Malgré les vents perturbateurs généralisés, il existe un autre facteur qui pourrait contribuer à l’apparition d’une tempête.
Les températures de l’eau dans la majeure partie du bassin atlantique des ouragans restent supérieures à la moyenne historique, fournissant ainsi un ingrédient clé pour alimenter un système tropical naissant.
Bien que les chances d’un nouveau développement tropical soient faibles, une petite pause dans le cisaillement perturbateur du vent pourrait offrir l’opportunité à un nouveau système tropical d’exploiter les eaux chaudes et de prendre forme.
« La zone que nous examinons actuellement est le sud-ouest des Caraïbes », a déclaré Kottlowski. Toutefois, aucun système ne devrait se former dans ce domaine à court terme.
Même si une tempête tropicale se développait dans les Caraïbes, il est peu probable qu’elle frappe directement les États-Unis voisins.
Si deux systèmes surmontaient les obstacles et devenaient des tempêtes tropicales avant la fin de l’année, cela propulserait cette saison en territoire historique.
Une explosion d’activité en début de saison suivie d’une frénésie de tempêtes de la mi-août à octobre ont épuisé tous les 21 noms désignés pour la saison 2023, sauf deux.
Vince et Whitney sont les seuls noms qui n’ont pas encore été utilisés.
Le décompte n’inclut pas la tempête subtropicale sans nom qui s’est brièvement développée sur l’océan Atlantique en janvier et la dépression tropicale 21, qui s’est propagée sur l’ouest des Caraïbes fin octobre.
Il n’y a eu que trois saisons dans l’histoire où la liste des noms prédéterminés a été épuisée, la première étant la saison historique de 2005, qui a généré 28 tempêtes nommées, suivie de la saison 2020, qui comptait 30 tempêtes nommées, et de la saison 2021. qui présentait 21 tempêtes nommées. La moyenne historique d’une saison d’ouragans dans l’Atlantique est de 14 tempêtes nommées.
Le nombre quasi record de tempêtes, associé à plusieurs ouragans de longue durée, a contribué à augmenter l’énergie cyclonique accumulée (ACE) de la saison. C’est une métrique que les météorologues utilisent pour mesurer l’intensité et la longévité des systèmes tropicaux.
Un système faible et de courte durée générera une petite quantité d’ACE, tandis qu’un puissant ouragan durant plus d’une semaine entraînera une grande quantité d’ACE.
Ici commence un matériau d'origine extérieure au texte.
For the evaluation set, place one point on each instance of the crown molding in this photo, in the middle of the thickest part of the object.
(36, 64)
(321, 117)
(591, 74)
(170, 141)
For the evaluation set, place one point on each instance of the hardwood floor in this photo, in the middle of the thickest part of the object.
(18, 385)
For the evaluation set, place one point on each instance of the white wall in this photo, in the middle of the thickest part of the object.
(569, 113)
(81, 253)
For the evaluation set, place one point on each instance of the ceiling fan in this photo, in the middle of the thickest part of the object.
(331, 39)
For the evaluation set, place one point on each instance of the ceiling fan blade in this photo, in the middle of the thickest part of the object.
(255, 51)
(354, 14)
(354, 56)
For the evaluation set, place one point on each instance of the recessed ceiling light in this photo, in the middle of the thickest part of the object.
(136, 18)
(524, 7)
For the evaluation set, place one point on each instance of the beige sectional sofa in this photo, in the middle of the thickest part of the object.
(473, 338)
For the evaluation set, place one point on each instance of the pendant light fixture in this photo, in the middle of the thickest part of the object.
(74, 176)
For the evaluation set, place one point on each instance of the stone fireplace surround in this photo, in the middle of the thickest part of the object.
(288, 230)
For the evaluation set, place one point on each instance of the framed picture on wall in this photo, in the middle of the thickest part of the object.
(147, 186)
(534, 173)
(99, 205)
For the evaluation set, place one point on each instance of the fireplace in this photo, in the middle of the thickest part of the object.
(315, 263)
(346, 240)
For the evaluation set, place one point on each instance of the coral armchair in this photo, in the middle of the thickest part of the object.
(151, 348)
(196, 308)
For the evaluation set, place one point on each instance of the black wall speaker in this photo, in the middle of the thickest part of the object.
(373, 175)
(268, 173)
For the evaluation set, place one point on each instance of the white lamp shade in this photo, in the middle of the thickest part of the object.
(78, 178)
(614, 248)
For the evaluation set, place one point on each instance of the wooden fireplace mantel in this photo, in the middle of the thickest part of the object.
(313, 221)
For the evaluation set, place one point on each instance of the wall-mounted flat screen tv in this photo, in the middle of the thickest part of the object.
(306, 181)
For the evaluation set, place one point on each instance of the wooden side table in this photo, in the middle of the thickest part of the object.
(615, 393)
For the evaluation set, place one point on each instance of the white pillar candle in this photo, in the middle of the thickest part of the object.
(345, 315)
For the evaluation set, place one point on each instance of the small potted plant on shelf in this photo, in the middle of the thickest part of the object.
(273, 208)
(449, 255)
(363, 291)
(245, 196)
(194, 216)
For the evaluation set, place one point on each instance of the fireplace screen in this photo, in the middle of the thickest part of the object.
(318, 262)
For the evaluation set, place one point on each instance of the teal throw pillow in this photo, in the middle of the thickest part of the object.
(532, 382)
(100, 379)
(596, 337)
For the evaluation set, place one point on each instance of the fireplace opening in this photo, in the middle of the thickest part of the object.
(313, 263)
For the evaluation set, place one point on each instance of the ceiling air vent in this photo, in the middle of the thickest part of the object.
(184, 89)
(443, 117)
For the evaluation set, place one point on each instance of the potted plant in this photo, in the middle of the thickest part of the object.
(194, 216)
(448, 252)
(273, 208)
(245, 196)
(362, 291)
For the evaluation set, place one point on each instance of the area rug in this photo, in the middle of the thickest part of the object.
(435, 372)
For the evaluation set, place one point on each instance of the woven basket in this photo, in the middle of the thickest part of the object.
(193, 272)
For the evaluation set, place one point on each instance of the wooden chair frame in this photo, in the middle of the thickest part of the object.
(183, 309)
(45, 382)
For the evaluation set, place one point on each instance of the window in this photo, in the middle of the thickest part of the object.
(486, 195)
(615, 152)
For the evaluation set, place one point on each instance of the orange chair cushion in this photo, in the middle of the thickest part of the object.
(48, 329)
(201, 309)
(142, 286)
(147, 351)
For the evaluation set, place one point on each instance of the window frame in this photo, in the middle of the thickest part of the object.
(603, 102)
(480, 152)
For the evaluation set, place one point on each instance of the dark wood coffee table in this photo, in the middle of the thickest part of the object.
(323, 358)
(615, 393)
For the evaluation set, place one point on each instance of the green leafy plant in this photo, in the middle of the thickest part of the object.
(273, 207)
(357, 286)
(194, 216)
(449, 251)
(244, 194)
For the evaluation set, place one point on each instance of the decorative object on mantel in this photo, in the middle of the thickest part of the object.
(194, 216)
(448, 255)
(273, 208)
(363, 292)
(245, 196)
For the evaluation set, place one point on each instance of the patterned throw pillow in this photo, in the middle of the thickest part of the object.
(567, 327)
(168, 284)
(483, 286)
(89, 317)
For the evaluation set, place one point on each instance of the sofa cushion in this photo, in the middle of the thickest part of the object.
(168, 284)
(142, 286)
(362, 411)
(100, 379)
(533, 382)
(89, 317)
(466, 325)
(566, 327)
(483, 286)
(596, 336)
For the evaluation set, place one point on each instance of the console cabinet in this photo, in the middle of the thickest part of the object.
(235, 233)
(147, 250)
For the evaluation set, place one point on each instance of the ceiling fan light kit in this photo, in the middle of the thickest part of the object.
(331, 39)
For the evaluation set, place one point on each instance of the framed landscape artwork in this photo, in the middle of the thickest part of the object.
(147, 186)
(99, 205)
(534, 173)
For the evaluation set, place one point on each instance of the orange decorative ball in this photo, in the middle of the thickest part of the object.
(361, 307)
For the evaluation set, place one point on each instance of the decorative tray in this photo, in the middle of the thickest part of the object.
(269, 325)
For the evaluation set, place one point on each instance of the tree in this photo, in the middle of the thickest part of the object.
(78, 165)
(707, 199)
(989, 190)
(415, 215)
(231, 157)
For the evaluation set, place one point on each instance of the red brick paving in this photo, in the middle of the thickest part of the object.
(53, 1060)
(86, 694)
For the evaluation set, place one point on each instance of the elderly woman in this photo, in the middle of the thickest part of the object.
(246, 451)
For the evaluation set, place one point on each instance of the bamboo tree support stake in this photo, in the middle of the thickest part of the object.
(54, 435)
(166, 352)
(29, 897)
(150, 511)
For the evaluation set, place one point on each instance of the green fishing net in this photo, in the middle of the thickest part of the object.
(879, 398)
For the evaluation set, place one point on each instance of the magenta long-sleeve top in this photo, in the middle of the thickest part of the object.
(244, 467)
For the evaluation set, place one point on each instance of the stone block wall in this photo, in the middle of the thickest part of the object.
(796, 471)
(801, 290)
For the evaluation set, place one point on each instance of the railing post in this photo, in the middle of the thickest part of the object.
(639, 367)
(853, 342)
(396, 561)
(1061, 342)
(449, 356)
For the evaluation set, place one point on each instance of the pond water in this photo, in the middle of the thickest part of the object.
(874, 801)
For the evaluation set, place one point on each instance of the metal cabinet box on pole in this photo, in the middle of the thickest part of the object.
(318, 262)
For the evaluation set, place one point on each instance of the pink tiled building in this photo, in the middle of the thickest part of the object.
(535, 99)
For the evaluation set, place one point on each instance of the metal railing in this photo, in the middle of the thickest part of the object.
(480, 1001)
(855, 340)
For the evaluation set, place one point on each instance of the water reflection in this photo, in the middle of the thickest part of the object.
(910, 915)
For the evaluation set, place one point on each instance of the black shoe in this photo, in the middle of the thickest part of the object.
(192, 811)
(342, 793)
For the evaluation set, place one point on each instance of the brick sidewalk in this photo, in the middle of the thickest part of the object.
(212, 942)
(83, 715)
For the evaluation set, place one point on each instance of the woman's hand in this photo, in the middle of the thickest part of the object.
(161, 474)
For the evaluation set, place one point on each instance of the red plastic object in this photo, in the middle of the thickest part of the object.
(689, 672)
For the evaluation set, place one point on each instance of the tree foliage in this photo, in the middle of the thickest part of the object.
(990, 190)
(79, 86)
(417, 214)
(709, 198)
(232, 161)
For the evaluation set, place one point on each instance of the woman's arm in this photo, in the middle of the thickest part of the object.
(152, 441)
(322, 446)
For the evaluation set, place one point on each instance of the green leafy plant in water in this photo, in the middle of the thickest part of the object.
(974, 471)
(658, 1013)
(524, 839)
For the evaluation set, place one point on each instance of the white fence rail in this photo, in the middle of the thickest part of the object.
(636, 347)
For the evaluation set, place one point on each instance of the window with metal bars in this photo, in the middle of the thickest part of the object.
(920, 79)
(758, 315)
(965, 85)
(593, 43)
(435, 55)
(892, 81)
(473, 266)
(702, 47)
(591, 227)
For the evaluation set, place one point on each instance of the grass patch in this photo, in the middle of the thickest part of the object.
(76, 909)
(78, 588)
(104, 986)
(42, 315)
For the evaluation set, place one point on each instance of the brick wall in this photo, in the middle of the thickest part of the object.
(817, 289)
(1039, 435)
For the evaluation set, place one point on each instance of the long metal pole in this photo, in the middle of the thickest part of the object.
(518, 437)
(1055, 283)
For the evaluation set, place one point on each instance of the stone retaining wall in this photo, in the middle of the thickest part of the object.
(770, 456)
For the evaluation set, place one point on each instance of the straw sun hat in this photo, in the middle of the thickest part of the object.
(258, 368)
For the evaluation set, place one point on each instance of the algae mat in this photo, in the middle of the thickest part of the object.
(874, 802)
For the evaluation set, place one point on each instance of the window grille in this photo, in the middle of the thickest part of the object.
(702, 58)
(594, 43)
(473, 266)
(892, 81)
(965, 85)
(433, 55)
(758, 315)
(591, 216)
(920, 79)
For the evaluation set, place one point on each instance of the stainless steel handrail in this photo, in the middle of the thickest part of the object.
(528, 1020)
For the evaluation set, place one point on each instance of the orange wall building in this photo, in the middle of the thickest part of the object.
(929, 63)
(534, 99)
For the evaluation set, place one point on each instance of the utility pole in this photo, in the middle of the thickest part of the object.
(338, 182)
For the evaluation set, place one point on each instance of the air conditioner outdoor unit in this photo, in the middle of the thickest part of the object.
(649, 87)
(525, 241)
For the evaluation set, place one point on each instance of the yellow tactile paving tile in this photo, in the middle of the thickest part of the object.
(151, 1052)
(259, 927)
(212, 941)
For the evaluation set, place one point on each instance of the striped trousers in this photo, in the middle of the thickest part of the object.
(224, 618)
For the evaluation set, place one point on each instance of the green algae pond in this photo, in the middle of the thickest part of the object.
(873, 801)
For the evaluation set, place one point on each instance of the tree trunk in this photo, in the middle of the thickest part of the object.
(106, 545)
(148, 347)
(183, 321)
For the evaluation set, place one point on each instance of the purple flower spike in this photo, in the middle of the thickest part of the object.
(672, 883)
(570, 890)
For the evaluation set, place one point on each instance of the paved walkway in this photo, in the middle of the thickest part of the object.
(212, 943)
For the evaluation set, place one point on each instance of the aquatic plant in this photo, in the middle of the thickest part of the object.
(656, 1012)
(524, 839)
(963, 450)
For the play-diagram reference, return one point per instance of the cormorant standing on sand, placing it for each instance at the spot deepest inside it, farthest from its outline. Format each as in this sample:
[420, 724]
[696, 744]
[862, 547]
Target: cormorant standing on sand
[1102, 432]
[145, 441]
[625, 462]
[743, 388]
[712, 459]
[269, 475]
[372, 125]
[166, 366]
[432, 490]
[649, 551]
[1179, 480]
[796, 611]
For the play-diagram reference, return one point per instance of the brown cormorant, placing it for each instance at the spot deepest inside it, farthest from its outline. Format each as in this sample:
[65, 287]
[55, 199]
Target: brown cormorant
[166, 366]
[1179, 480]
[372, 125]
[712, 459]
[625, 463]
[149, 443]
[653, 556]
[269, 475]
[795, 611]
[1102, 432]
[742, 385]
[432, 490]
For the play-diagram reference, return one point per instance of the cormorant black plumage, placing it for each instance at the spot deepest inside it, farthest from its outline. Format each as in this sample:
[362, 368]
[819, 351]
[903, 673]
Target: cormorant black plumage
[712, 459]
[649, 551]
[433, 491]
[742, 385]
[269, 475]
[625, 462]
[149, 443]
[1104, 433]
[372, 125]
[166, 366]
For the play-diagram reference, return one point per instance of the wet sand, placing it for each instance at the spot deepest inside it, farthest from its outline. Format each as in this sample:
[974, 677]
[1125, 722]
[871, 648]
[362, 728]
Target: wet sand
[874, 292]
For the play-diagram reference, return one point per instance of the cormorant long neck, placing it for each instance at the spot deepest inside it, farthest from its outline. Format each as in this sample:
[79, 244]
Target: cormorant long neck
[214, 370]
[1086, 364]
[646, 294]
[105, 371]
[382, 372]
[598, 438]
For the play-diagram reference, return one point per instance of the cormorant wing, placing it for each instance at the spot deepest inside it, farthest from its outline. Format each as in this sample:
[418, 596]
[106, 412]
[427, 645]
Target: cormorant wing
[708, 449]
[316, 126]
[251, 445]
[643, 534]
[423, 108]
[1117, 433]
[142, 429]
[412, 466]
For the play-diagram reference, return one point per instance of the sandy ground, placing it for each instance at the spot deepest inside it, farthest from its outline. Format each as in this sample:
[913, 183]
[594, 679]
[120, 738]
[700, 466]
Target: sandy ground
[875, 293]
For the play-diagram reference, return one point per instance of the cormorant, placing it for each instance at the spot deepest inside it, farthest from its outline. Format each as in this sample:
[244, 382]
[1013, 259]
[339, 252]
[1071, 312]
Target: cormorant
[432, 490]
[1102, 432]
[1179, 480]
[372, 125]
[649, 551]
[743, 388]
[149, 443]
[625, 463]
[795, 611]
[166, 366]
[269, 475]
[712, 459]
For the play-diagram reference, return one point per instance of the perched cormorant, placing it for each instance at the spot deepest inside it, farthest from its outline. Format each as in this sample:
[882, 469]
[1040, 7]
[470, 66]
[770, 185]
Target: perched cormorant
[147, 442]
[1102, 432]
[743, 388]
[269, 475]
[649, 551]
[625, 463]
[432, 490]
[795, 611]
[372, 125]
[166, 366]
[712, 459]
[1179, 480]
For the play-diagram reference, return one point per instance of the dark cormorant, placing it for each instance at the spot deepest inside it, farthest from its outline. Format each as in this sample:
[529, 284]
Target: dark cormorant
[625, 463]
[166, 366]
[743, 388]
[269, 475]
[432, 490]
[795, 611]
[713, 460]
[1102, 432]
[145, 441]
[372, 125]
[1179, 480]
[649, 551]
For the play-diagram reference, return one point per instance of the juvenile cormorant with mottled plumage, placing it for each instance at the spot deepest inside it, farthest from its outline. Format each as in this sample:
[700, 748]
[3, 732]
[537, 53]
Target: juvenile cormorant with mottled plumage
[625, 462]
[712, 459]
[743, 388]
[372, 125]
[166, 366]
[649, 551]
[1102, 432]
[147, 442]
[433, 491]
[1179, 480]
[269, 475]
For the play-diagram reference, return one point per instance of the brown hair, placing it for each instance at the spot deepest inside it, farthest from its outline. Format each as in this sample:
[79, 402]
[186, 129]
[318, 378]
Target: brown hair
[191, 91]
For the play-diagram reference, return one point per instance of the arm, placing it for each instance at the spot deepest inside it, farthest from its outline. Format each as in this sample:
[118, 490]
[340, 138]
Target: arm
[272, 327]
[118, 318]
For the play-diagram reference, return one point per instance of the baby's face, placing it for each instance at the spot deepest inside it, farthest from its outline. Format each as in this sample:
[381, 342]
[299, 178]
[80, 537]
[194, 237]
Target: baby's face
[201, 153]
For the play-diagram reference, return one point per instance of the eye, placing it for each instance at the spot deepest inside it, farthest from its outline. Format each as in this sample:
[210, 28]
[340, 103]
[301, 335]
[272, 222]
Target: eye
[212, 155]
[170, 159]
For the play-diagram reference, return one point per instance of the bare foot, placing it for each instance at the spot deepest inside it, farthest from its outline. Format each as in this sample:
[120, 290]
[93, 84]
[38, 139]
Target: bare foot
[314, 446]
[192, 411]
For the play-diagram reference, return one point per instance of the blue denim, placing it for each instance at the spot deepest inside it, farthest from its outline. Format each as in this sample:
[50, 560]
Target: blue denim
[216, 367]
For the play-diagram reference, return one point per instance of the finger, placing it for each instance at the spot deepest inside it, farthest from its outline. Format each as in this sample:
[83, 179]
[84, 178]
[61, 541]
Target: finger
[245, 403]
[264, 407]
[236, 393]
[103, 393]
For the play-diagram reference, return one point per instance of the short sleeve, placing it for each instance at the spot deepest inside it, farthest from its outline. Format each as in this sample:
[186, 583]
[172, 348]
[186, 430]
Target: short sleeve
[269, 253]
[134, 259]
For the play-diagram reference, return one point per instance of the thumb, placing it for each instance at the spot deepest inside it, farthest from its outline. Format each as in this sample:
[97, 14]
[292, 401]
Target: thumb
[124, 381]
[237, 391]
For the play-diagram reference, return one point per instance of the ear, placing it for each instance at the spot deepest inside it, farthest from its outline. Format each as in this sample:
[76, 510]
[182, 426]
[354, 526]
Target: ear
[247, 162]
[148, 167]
Au 7 novembre, l’ACE pour la saison 2023 était de 145,6, au-dessus de la moyenne historique de 122,5, selon la Colorado State University. Lee était responsable de 25 % du total de la saison puisqu’il s’agissait d’un ouragan qui a duré près de 10 jours et qui a culminé à une intensité de catégorie 5.
L’ACE de cette année n’est qu’un cran en dessous de la saison 2021, qui avait un ACE de 145,7. Cependant, on est bien loin de la saison historique de 2005, qui avait connu sept ouragans majeurs, dont quatre tempêtes de catégorie 5, et s’était terminée avec un ACE de 245,3, le plus élevé jamais enregistré depuis le début de l’ère des satellites météorologiques dans les années 1960.
Si trois tempêtes nommées parviennent à se développer avant la fin 2023, un nouveau système de dénomination sera utilisé pour la première fois.
Avant la saison 2022, au cours de laquelle plus de 21 tempêtes se sont développées, l’alphabet grec était utilisé pour nommer les tempêtes, en commençant par Alpha.
Cependant, l’Organisation météorologique mondiale a annoncé que l’utilisation de l’alphabet grec serait supprimée et remplacée par une liste supplémentaire de noms.
Le premier nom sur la liste des noms de tempêtes supplémentaires est Adria.